Shizue cherche dans sa mémoire, la soirée, ce visage. Elle ne sait plus où elle en est, c'est évident
- Venez prendre une tasse de thé avec moi, s'il vous plaît.
Tsukiko lui sourit et lui tend la main. Le regard bleu hésite, le doute l'a rongée tout entière. Seule la prêtresse Hikari a réussi à ne pas susciter sa méfiance.
- Pourquoi faites-vous cela ?
- Pourquoi devrais-je avoir une raison ?
Son interlocutrice est désarçonnée par la question.
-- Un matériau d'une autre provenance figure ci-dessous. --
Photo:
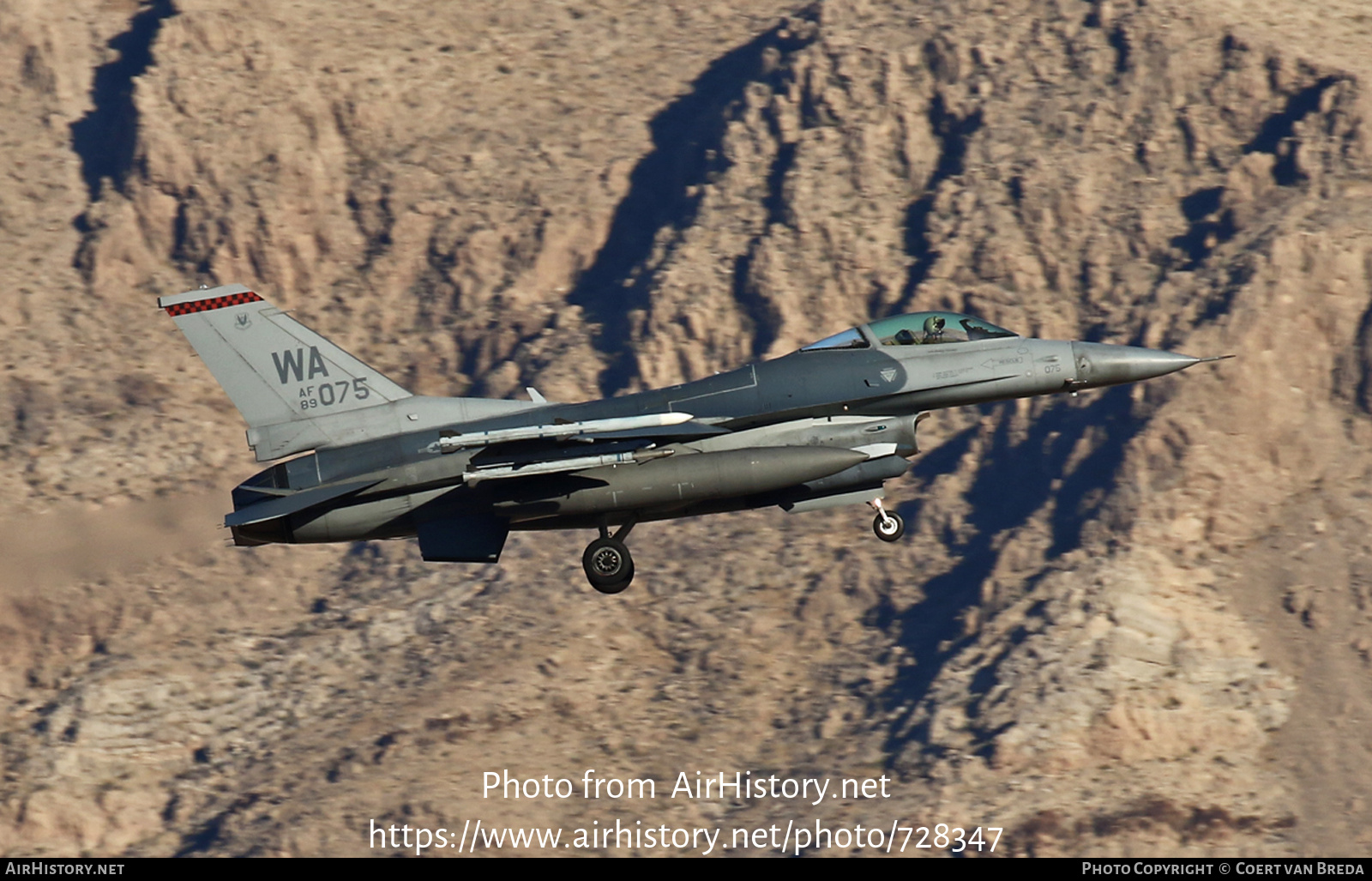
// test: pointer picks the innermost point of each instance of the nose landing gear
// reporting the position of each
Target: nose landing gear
(607, 562)
(888, 526)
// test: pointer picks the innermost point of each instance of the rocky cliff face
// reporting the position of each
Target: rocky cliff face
(1128, 622)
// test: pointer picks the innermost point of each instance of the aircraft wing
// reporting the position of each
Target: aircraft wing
(592, 430)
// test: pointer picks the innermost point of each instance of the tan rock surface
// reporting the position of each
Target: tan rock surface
(1134, 622)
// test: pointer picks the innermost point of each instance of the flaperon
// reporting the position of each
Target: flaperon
(823, 425)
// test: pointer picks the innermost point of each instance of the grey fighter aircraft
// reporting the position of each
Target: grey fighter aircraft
(823, 425)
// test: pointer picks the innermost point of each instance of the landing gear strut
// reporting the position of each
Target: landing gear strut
(608, 564)
(888, 526)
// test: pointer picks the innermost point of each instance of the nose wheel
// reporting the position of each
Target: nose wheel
(607, 562)
(888, 526)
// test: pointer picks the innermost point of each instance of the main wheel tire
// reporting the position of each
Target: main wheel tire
(608, 565)
(888, 526)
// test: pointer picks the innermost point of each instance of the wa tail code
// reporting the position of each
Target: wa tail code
(288, 364)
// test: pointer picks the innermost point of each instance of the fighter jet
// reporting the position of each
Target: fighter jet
(360, 457)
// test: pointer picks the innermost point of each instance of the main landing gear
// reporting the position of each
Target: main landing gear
(608, 564)
(888, 526)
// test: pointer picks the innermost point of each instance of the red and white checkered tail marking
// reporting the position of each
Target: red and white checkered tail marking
(214, 302)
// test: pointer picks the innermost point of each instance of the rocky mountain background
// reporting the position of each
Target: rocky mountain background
(1131, 622)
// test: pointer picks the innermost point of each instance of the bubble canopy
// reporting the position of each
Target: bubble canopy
(917, 329)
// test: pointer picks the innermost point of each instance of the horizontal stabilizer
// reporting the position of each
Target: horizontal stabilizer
(294, 503)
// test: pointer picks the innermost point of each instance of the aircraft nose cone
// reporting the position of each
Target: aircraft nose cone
(1099, 364)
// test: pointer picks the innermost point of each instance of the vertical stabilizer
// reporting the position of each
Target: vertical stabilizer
(272, 366)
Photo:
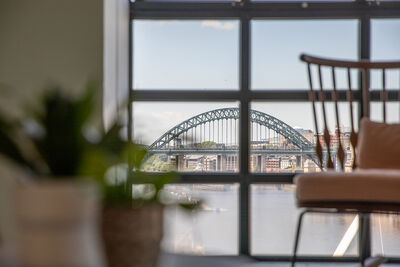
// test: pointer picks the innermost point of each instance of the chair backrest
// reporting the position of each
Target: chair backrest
(318, 94)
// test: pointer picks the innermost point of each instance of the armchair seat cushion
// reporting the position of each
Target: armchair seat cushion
(360, 188)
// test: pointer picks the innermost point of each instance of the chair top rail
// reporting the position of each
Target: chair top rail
(362, 64)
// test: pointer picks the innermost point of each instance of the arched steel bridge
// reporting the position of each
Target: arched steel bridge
(263, 119)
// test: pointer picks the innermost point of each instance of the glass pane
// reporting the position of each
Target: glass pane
(273, 226)
(283, 136)
(189, 54)
(385, 36)
(392, 112)
(212, 229)
(277, 45)
(194, 137)
(386, 235)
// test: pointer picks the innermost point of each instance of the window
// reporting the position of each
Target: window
(208, 79)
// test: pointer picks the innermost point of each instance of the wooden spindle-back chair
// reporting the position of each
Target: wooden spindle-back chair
(310, 185)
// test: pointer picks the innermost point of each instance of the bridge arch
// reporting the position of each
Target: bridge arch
(261, 118)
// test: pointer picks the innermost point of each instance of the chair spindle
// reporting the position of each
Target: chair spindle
(353, 134)
(318, 148)
(340, 150)
(327, 137)
(384, 96)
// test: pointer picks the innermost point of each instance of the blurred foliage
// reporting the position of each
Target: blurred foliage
(56, 141)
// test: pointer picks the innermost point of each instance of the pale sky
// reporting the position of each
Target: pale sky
(203, 54)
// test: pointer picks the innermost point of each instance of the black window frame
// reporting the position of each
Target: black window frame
(244, 11)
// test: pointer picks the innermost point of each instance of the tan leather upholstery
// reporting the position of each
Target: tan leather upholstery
(372, 185)
(378, 146)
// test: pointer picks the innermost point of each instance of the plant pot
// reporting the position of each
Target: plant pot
(57, 224)
(132, 236)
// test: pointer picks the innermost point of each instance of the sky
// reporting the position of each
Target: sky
(203, 54)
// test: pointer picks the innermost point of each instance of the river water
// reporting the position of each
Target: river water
(213, 229)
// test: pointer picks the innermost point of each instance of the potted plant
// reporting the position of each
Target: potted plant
(56, 214)
(133, 200)
(60, 210)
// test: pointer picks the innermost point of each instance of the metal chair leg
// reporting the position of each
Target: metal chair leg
(296, 242)
(364, 240)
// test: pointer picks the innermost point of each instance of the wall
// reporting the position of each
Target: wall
(45, 42)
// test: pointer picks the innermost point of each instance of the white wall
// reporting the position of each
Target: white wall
(46, 42)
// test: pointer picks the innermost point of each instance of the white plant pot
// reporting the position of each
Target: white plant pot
(57, 224)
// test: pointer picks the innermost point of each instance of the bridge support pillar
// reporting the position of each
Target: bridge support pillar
(262, 166)
(299, 161)
(221, 162)
(179, 162)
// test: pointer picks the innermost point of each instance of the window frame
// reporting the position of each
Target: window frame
(245, 11)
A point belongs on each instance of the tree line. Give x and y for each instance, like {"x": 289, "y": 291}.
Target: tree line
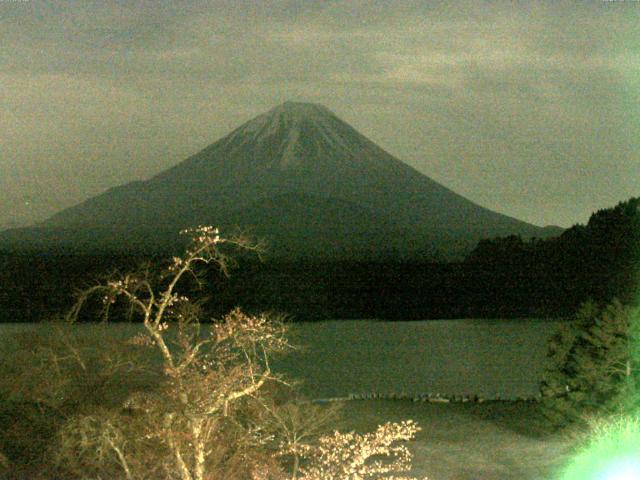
{"x": 501, "y": 277}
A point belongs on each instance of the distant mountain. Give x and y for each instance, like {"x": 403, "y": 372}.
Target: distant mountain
{"x": 296, "y": 174}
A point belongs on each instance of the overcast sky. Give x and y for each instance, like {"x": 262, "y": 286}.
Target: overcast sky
{"x": 530, "y": 109}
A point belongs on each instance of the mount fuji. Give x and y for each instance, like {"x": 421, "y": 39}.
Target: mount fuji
{"x": 298, "y": 176}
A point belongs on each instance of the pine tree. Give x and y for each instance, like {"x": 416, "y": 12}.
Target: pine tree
{"x": 594, "y": 365}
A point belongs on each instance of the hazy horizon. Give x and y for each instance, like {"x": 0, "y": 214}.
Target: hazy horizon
{"x": 527, "y": 109}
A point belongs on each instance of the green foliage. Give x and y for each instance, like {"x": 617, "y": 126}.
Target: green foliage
{"x": 594, "y": 366}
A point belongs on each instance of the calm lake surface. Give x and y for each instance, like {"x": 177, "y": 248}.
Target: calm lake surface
{"x": 492, "y": 358}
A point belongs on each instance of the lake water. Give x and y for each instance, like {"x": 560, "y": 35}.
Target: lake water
{"x": 492, "y": 358}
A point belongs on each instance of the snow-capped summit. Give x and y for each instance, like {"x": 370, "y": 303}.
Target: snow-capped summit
{"x": 298, "y": 175}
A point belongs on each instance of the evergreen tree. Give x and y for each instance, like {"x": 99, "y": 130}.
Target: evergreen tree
{"x": 594, "y": 364}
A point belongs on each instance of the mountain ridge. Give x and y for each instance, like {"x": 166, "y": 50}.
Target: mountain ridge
{"x": 293, "y": 149}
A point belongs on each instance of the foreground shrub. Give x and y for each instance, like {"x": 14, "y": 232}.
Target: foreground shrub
{"x": 207, "y": 407}
{"x": 594, "y": 365}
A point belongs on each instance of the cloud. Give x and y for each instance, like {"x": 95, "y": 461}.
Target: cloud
{"x": 494, "y": 99}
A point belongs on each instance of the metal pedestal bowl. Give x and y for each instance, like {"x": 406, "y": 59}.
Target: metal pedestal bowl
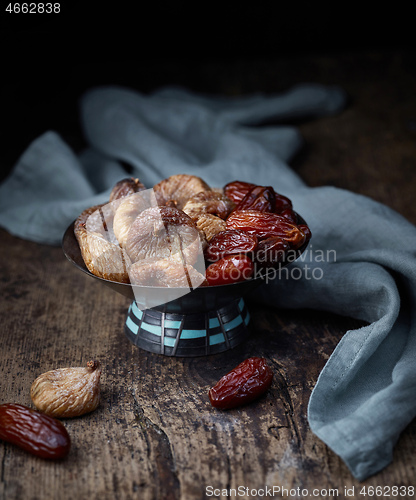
{"x": 203, "y": 321}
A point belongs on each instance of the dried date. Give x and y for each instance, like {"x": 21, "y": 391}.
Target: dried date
{"x": 229, "y": 269}
{"x": 245, "y": 383}
{"x": 33, "y": 431}
{"x": 266, "y": 225}
{"x": 306, "y": 231}
{"x": 228, "y": 243}
{"x": 290, "y": 215}
{"x": 236, "y": 190}
{"x": 282, "y": 203}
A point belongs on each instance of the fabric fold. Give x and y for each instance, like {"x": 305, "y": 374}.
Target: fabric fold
{"x": 361, "y": 261}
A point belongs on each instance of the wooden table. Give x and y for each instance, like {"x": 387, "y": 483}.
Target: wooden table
{"x": 155, "y": 434}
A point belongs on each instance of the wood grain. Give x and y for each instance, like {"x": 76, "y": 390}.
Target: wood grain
{"x": 155, "y": 435}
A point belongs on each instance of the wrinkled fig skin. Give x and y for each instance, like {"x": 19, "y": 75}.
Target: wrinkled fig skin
{"x": 209, "y": 202}
{"x": 176, "y": 190}
{"x": 166, "y": 273}
{"x": 126, "y": 187}
{"x": 68, "y": 392}
{"x": 163, "y": 232}
{"x": 33, "y": 431}
{"x": 210, "y": 225}
{"x": 127, "y": 211}
{"x": 102, "y": 257}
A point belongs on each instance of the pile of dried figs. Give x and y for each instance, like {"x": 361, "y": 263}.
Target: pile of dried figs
{"x": 154, "y": 237}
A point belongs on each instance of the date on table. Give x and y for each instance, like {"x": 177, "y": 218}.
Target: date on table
{"x": 33, "y": 8}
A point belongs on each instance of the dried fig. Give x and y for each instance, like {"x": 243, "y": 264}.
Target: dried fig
{"x": 177, "y": 189}
{"x": 102, "y": 256}
{"x": 68, "y": 392}
{"x": 208, "y": 202}
{"x": 163, "y": 232}
{"x": 236, "y": 190}
{"x": 127, "y": 211}
{"x": 210, "y": 225}
{"x": 166, "y": 273}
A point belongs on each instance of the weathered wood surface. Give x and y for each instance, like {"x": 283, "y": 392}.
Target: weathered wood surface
{"x": 155, "y": 435}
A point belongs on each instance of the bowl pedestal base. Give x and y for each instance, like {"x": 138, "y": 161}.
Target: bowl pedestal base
{"x": 188, "y": 335}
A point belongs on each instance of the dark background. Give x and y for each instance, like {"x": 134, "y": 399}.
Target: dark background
{"x": 49, "y": 60}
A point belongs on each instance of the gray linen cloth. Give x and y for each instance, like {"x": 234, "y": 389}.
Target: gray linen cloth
{"x": 361, "y": 261}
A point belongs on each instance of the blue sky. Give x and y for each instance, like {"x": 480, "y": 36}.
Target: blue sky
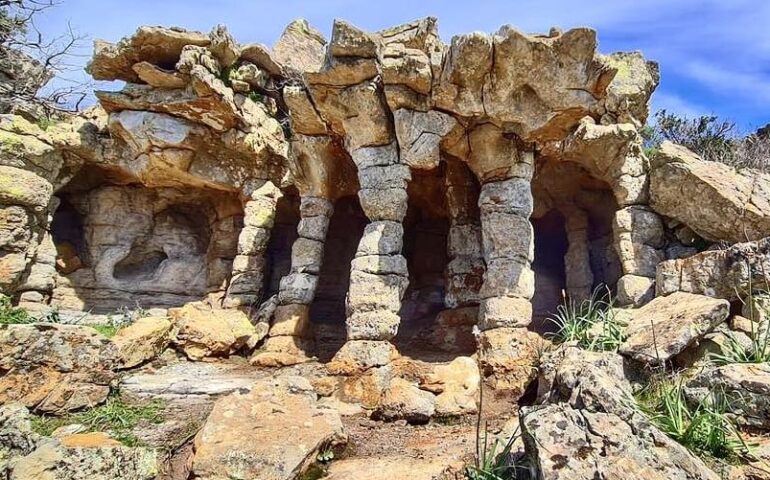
{"x": 714, "y": 54}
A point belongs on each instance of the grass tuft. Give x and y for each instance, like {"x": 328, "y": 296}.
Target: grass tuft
{"x": 114, "y": 416}
{"x": 12, "y": 315}
{"x": 496, "y": 462}
{"x": 591, "y": 323}
{"x": 705, "y": 429}
{"x": 759, "y": 349}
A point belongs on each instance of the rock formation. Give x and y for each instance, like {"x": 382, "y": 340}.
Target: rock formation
{"x": 360, "y": 198}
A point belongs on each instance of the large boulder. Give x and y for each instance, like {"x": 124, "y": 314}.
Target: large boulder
{"x": 746, "y": 390}
{"x": 729, "y": 273}
{"x": 404, "y": 400}
{"x": 587, "y": 425}
{"x": 55, "y": 368}
{"x": 87, "y": 457}
{"x": 204, "y": 332}
{"x": 717, "y": 201}
{"x": 576, "y": 444}
{"x": 666, "y": 326}
{"x": 142, "y": 340}
{"x": 272, "y": 432}
{"x": 16, "y": 436}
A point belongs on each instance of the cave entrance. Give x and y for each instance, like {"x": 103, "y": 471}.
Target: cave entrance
{"x": 574, "y": 251}
{"x": 282, "y": 237}
{"x": 551, "y": 246}
{"x": 327, "y": 312}
{"x": 122, "y": 244}
{"x": 426, "y": 229}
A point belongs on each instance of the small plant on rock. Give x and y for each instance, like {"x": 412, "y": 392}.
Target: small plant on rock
{"x": 114, "y": 416}
{"x": 12, "y": 315}
{"x": 705, "y": 429}
{"x": 591, "y": 323}
{"x": 496, "y": 463}
{"x": 759, "y": 350}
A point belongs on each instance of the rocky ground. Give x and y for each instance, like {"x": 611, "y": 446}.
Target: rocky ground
{"x": 161, "y": 399}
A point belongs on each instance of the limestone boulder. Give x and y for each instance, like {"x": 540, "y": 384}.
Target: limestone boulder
{"x": 16, "y": 436}
{"x": 87, "y": 456}
{"x": 566, "y": 443}
{"x": 155, "y": 45}
{"x": 721, "y": 273}
{"x": 585, "y": 380}
{"x": 666, "y": 326}
{"x": 717, "y": 201}
{"x": 404, "y": 400}
{"x": 746, "y": 390}
{"x": 512, "y": 354}
{"x": 292, "y": 429}
{"x": 55, "y": 368}
{"x": 203, "y": 332}
{"x": 359, "y": 355}
{"x": 629, "y": 92}
{"x": 456, "y": 385}
{"x": 143, "y": 340}
{"x": 300, "y": 47}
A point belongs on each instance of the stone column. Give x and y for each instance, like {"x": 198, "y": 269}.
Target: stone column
{"x": 290, "y": 337}
{"x": 639, "y": 238}
{"x": 465, "y": 270}
{"x": 248, "y": 274}
{"x": 378, "y": 273}
{"x": 577, "y": 260}
{"x": 507, "y": 350}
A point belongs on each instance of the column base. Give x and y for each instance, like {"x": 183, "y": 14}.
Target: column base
{"x": 509, "y": 358}
{"x": 283, "y": 351}
{"x": 359, "y": 355}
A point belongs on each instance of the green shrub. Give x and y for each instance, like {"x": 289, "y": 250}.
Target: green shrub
{"x": 704, "y": 429}
{"x": 591, "y": 323}
{"x": 12, "y": 315}
{"x": 114, "y": 416}
{"x": 108, "y": 330}
{"x": 494, "y": 462}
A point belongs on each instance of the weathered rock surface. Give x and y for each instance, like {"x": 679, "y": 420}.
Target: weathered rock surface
{"x": 25, "y": 455}
{"x": 189, "y": 379}
{"x": 404, "y": 400}
{"x": 142, "y": 340}
{"x": 55, "y": 368}
{"x": 291, "y": 426}
{"x": 667, "y": 325}
{"x": 203, "y": 332}
{"x": 589, "y": 427}
{"x": 567, "y": 443}
{"x": 716, "y": 201}
{"x": 746, "y": 390}
{"x": 723, "y": 273}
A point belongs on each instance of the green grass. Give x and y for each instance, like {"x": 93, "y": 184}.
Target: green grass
{"x": 704, "y": 429}
{"x": 115, "y": 417}
{"x": 591, "y": 323}
{"x": 108, "y": 330}
{"x": 759, "y": 349}
{"x": 495, "y": 461}
{"x": 12, "y": 315}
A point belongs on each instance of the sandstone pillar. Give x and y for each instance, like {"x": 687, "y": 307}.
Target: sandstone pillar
{"x": 639, "y": 238}
{"x": 465, "y": 270}
{"x": 577, "y": 260}
{"x": 248, "y": 275}
{"x": 290, "y": 337}
{"x": 507, "y": 350}
{"x": 378, "y": 273}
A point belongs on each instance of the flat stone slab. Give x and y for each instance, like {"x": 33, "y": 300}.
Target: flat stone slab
{"x": 191, "y": 379}
{"x": 667, "y": 325}
{"x": 272, "y": 432}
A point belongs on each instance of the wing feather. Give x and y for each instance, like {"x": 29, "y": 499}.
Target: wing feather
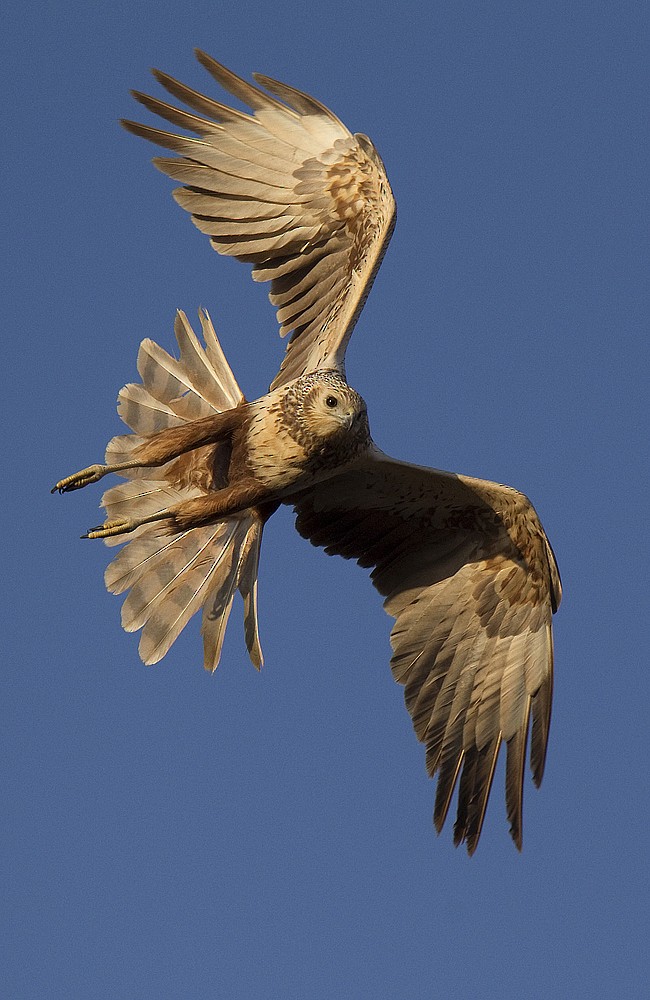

- Je sens votre peine et cela me désole. J'ai envie de vous soutenir, de vous dissuader de faire ce que vous vous apprêtez à faire. Quelqu'un comme vous ne devrait jamais souffrir.
La jeune Grue ne sait pas quoi faire sauf essayer de se soustraire à cette aide, à ce regard qui exprime la compassion.
- Ce n'est pas nécessaire.
Elle fait un pas dans la direction de Tsukiko pour reprendre son tanto.
- Venez prendre une tasse de thé avec moi.
- J'aimerais être seule.
Le regard s'est dérobé.
- Merci. J'ignore votre nom ou je l'ai oublié.
- Tsukiko.
- Merci, Tsukiko san.
La jeune femme s'incline et se détourne, puis prend tranquillement la direction des cellules.
- Attendez.
La voix fine a résonné dans la grande salle. La courtisane ralentit le pas, mais ne s'arrête pas. Elle sait ce que Shizue veut lui demander, mais elle n'a pas l'intention de lui rendre le tanto. Elle s’est tournée vers elle et la regarde avancer doucement, s’arrête quand elle la voit peiner pour marcher. Son pied la fait souffrir ce soir, comme son âme.
- Vous avez quelque chose qui m'appartient. Tsukiko san, rendez-le moi.
- Non.
- Non ?
- Non. Vous n'avez pas voulu prendre une tasse de thé avec moi, je ne vous rends pas votre tanto.
L'esprit de Shizue a du mal à saisir le rapport, son esprit ne comprend pas.
- Venez... J'ai un excellent thé rouge dans ma misérable cellule exiguë...
Il n'y a pas d'autre moyen pour récupérer l'arme, elle hoche la tête et suit la jeune femme.
- A la bonne heure ! Je suis sûre que vous trouverez ma compagnie très supportable.
Shizue n'a aucun enthousiasme mais elle sourit poliment. Tsukiko l'entraîne dans les couloirs silencieux du temple, puis la conduit dans la petite cellule où elle loge. La jeune femme suit silencieuse, incapable de penser, de revenir au monde actuel. Elles entrent et la courtisane referme soigneusement la porte derrière elles.